通常、経済の成長過程では程度の差こそあれ、物価の上昇が観察される。また国境を越えてモノの移動が活発になり、貿易量も拡大する。それが市場参加者の心理的好転をもたらし、株価にポジティブなインパクトを与える。(記事中のグラフも筆者作成)

 ところが、2009年3月以降の世界的な株価反転に対し、物価は下落を続け、貿易量も低迷したまま。明らかに過去の株価回復局面とは様相が異なる。

 株価などの資産価格が上昇すれば、消費マインドを刺激し、それの実体経済への波及が期待される。しかし最近の消費者信頼感指数が物語るように、今回の株価回復でマインドが好転したのは一部の高所得層に限られている。

 適正な物価上昇と物流増加なくして、経済成長なし。この2つが証しとなり、本来は健全な株価形成が実現する。ところが現状は、各国の政府・中央銀行の協調体制が世界経済を下支えし、財政出動による需要穴埋めで世界経済のバランスシートの辻褄を合わせているに過ぎない。
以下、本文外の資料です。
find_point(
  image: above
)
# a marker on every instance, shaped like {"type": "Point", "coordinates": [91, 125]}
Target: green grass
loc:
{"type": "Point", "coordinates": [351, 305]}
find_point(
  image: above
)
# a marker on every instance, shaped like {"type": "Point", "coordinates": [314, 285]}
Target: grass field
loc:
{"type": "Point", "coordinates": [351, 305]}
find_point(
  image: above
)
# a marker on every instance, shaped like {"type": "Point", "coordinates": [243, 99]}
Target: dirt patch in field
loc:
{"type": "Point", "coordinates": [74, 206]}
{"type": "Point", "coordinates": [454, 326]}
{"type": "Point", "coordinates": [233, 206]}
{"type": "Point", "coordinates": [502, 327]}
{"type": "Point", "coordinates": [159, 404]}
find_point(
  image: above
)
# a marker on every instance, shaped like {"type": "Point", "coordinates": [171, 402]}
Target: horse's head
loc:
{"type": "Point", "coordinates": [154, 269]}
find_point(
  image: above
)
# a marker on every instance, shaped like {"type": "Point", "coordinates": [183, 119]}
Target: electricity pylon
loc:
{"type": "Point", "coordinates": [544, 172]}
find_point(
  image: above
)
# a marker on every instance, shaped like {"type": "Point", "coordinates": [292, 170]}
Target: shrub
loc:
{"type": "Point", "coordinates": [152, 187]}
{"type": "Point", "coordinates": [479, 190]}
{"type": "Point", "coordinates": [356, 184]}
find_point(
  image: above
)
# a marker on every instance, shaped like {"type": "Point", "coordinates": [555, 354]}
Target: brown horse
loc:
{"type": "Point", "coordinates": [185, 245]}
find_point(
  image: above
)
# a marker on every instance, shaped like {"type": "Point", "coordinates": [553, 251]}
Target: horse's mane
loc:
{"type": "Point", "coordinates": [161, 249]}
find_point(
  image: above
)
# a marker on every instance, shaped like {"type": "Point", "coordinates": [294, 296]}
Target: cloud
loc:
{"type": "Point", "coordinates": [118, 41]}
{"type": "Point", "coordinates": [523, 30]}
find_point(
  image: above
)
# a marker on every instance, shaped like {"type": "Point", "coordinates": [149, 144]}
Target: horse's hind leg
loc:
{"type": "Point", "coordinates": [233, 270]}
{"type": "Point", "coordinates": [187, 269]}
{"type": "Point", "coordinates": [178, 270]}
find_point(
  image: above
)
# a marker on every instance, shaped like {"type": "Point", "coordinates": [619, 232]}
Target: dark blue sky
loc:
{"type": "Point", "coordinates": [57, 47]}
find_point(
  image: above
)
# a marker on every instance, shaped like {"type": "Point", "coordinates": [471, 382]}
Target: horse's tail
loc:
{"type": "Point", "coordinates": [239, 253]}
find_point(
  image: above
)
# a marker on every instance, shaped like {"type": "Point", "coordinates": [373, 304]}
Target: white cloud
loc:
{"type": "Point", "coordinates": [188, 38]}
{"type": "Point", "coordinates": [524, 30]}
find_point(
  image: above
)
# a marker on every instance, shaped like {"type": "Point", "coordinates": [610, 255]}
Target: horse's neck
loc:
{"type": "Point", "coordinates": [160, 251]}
バーナンキFRB議長の楽観論、背景に米企業の収益急回復

FRBバーナンキ議長を再任、米大統領

オバマ米大統領、バーナンキFRB議長を再任〔AFPBB News

 「米国と世界経済は景気後退から脱却し始めた」「経済活動は過去1年にわたり大幅に縮小した後、米国と他の国で底入れしつつあるようだ。短期的なプラス成長への回復見通しも明るい」

 8月21日、米連邦準備制度理事会(FRB)のバーナンキ議長は、世界経済の現状について楽観的な見解を表明した。ニューヨーク株式市場は好感し、S&P500種株価指数は1.9%もの急上昇で応えた。

 金融危機以降、各国の中央銀行は「信用緩和」と「金融緩和」を積極的に行い、世界経済を懸命に支えた。資本市場の緊張緩和を通じて貸出金利の適正化を図り、企業活動に対しても側面支援を講じた。その間に各国政府は財政政策をフル出動し、不足している需要を政府支出で穴埋めした。

 そのおかげで企業はいち早く在庫を減らし、事業の再構築に着手できた。米企業の2009年4~6月期決算は、市場予想を上回る業績を示した。商務省によると、前四半期と比べた増益率は1~3月期が5.26%、4~6月期は5.72%に達する。2008年10~12月期に記録した▲22.76%から、急回復を成し遂げたわけだ。

貿易統計、注目すべきは収支よりも「絶対量」

 ドイツの輸出数量と世界株価指数(MSCI)の動向を視覚化してみた。

 一部期間を除けば、この2つのデータは概ね動きが一致することが分かる。